Parafraseando a Friedrich Nietzsche en el prólogo, sección 5, de Así habló Zaratustra, hace falta conservar cierto caos interior para poder producir una estrella que baile. Nueva York ha industrializado esa intuición: pone el caos afuera y deja la estrella suspendida sobre un anuncio luminoso. Su ruido no elimina las ideas; las obliga a defenderse. Tal vez por eso resulta fértil para trabajar, imaginar proyectos y cambiar de opinión.

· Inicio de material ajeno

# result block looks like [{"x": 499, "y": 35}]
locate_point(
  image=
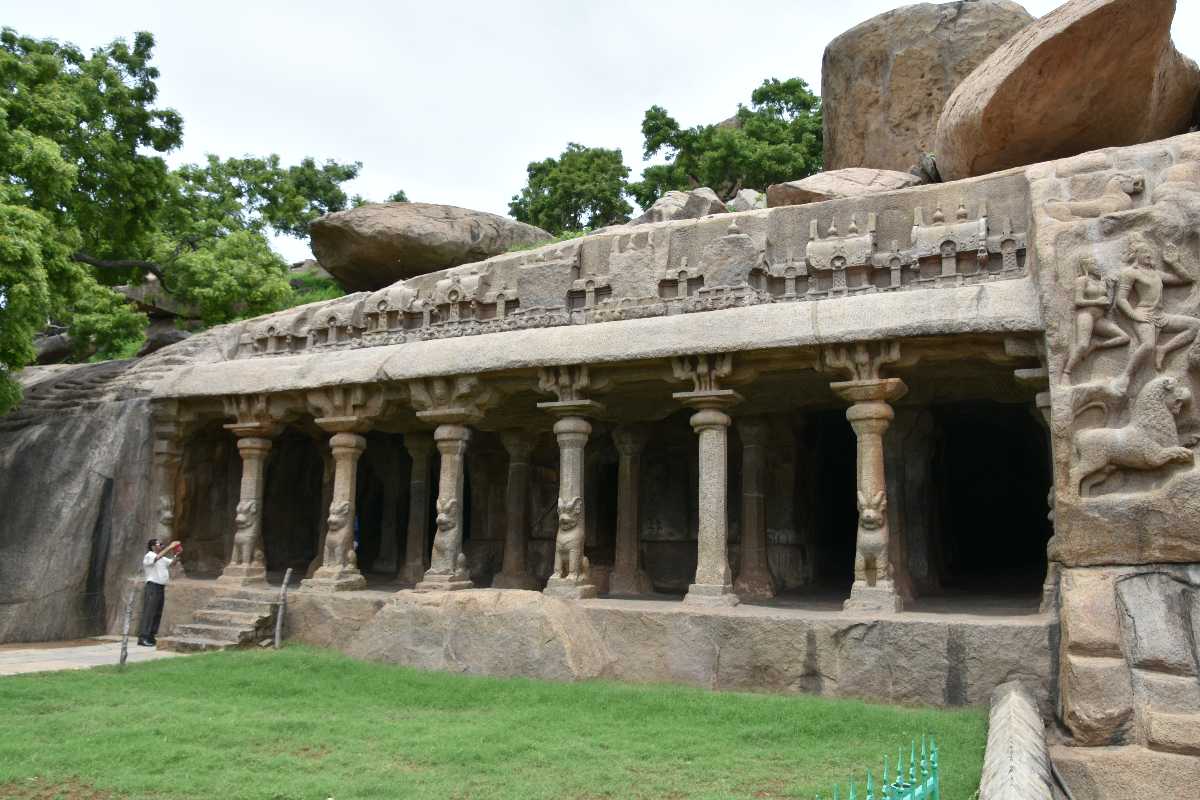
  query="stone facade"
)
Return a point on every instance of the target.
[{"x": 864, "y": 408}]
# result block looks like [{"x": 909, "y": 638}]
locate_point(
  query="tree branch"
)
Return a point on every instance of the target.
[{"x": 123, "y": 264}]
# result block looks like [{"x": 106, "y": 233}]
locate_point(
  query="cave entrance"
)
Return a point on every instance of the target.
[
  {"x": 292, "y": 501},
  {"x": 827, "y": 489},
  {"x": 991, "y": 473}
]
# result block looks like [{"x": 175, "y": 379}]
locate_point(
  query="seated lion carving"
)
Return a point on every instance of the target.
[{"x": 1147, "y": 441}]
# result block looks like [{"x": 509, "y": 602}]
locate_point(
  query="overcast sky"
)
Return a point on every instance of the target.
[{"x": 449, "y": 101}]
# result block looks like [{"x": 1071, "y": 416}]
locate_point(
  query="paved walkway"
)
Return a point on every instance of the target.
[{"x": 78, "y": 654}]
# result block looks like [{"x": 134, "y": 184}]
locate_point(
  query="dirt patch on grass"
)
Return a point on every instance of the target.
[{"x": 39, "y": 789}]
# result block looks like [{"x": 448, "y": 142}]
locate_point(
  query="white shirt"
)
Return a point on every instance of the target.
[{"x": 156, "y": 570}]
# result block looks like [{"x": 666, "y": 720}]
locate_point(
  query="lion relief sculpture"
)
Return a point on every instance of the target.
[
  {"x": 1149, "y": 440},
  {"x": 247, "y": 548},
  {"x": 447, "y": 541},
  {"x": 340, "y": 537},
  {"x": 871, "y": 555},
  {"x": 569, "y": 559}
]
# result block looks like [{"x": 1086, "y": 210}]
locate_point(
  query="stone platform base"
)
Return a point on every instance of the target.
[{"x": 923, "y": 657}]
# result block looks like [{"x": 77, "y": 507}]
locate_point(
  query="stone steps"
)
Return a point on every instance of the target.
[{"x": 234, "y": 620}]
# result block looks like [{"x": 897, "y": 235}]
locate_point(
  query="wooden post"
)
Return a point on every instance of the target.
[{"x": 125, "y": 629}]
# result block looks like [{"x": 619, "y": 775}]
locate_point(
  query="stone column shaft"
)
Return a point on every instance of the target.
[
  {"x": 754, "y": 570},
  {"x": 247, "y": 564},
  {"x": 340, "y": 566},
  {"x": 875, "y": 588},
  {"x": 448, "y": 565},
  {"x": 628, "y": 576},
  {"x": 515, "y": 571},
  {"x": 420, "y": 450},
  {"x": 571, "y": 576}
]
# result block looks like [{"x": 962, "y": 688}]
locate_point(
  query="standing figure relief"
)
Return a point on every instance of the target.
[
  {"x": 247, "y": 548},
  {"x": 1093, "y": 298},
  {"x": 1140, "y": 299},
  {"x": 871, "y": 563},
  {"x": 340, "y": 537},
  {"x": 570, "y": 563}
]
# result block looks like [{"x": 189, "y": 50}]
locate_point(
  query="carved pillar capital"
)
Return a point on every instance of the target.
[
  {"x": 455, "y": 400},
  {"x": 861, "y": 361},
  {"x": 346, "y": 409}
]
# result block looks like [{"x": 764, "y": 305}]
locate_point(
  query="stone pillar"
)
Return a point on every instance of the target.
[
  {"x": 754, "y": 571},
  {"x": 876, "y": 558},
  {"x": 628, "y": 576},
  {"x": 339, "y": 570},
  {"x": 420, "y": 451},
  {"x": 515, "y": 571},
  {"x": 713, "y": 584},
  {"x": 247, "y": 565},
  {"x": 448, "y": 566},
  {"x": 571, "y": 576}
]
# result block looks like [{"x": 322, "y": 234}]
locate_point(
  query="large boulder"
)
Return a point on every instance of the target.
[
  {"x": 883, "y": 83},
  {"x": 1090, "y": 74},
  {"x": 376, "y": 245},
  {"x": 840, "y": 182}
]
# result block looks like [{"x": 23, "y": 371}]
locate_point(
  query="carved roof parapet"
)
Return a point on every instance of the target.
[{"x": 453, "y": 400}]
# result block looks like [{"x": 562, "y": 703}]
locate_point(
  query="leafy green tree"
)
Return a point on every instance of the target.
[
  {"x": 582, "y": 188},
  {"x": 88, "y": 202},
  {"x": 778, "y": 138}
]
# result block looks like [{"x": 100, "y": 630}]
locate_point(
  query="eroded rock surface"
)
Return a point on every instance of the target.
[
  {"x": 840, "y": 182},
  {"x": 1092, "y": 73},
  {"x": 683, "y": 205},
  {"x": 376, "y": 245},
  {"x": 883, "y": 82}
]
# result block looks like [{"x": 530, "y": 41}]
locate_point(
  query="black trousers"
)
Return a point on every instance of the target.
[{"x": 151, "y": 609}]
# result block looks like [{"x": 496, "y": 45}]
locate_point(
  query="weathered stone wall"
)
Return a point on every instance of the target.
[{"x": 75, "y": 510}]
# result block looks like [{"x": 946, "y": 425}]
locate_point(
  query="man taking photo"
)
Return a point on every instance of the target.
[{"x": 156, "y": 565}]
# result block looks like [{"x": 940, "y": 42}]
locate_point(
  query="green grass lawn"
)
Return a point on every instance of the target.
[{"x": 312, "y": 723}]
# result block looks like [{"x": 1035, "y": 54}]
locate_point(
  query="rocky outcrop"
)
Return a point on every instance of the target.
[
  {"x": 682, "y": 205},
  {"x": 376, "y": 245},
  {"x": 883, "y": 83},
  {"x": 1092, "y": 73},
  {"x": 748, "y": 199},
  {"x": 837, "y": 184},
  {"x": 76, "y": 491}
]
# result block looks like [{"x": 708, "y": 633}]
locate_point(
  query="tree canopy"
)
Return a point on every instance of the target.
[
  {"x": 582, "y": 188},
  {"x": 88, "y": 202},
  {"x": 778, "y": 138}
]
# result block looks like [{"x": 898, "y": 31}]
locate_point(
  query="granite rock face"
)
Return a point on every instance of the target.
[
  {"x": 76, "y": 492},
  {"x": 883, "y": 82},
  {"x": 851, "y": 181},
  {"x": 1090, "y": 74},
  {"x": 683, "y": 205},
  {"x": 376, "y": 245}
]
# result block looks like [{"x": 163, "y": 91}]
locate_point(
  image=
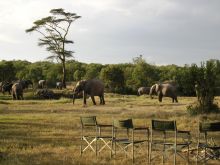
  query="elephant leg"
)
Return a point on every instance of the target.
[
  {"x": 103, "y": 100},
  {"x": 176, "y": 100},
  {"x": 84, "y": 98},
  {"x": 93, "y": 100},
  {"x": 100, "y": 97},
  {"x": 14, "y": 97}
]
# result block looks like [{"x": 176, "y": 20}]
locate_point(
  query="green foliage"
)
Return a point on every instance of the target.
[
  {"x": 54, "y": 30},
  {"x": 92, "y": 71},
  {"x": 114, "y": 79},
  {"x": 122, "y": 78},
  {"x": 205, "y": 86},
  {"x": 7, "y": 71}
]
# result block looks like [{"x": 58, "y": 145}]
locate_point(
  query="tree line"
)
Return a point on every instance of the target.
[{"x": 124, "y": 78}]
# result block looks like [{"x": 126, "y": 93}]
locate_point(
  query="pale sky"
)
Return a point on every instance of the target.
[{"x": 115, "y": 31}]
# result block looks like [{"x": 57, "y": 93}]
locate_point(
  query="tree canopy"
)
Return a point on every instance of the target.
[{"x": 54, "y": 30}]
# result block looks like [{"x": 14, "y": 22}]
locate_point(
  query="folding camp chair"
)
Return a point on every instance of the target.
[
  {"x": 208, "y": 146},
  {"x": 124, "y": 137},
  {"x": 92, "y": 135},
  {"x": 166, "y": 139}
]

Mi idea de la ciudad cambió. Antes podía verla como un inventario de nombres famosos: Times Square, Wall Street, Central Park. Después de esta semana entendí que su encanto más serio ocurre en las transiciones: de la oficina al andén, del inglés al español, del plan a la improvisación, del negocio a la amistad. Nueva York no es sólo un punto marcado en el mapa; es un punto que modifica las coordenadas.

Ahora puedo decir que es una ciudad que no debemos dejar de visitar. No porque cumpla intacta su promesa romántica, sino porque la corrige. Pedro Infante no tiene que ser Sinatra. El trabajo no tiene que cancelar el viaje ni las vacaciones borrar las responsabilidades. A veces una ciudad concede un privilegio más raro: salir de una reunión, abordar un tren, escuchar español entre la multitud, ver aparecer Manhattan y sentir que el día ha conectado todos sus puntos.

Internet enlaza dispositivos; Nueva York enlaza contradicciones.

Referencias 

Mario Benedetti, La tregua.

Julio Cortázar, Rayuela.

Jorge Luis Borges, “Buenos Aires”, en El otro, el mismo.

Friedrich Nietzsche, Así habló Zaratustra, prólogo, §5.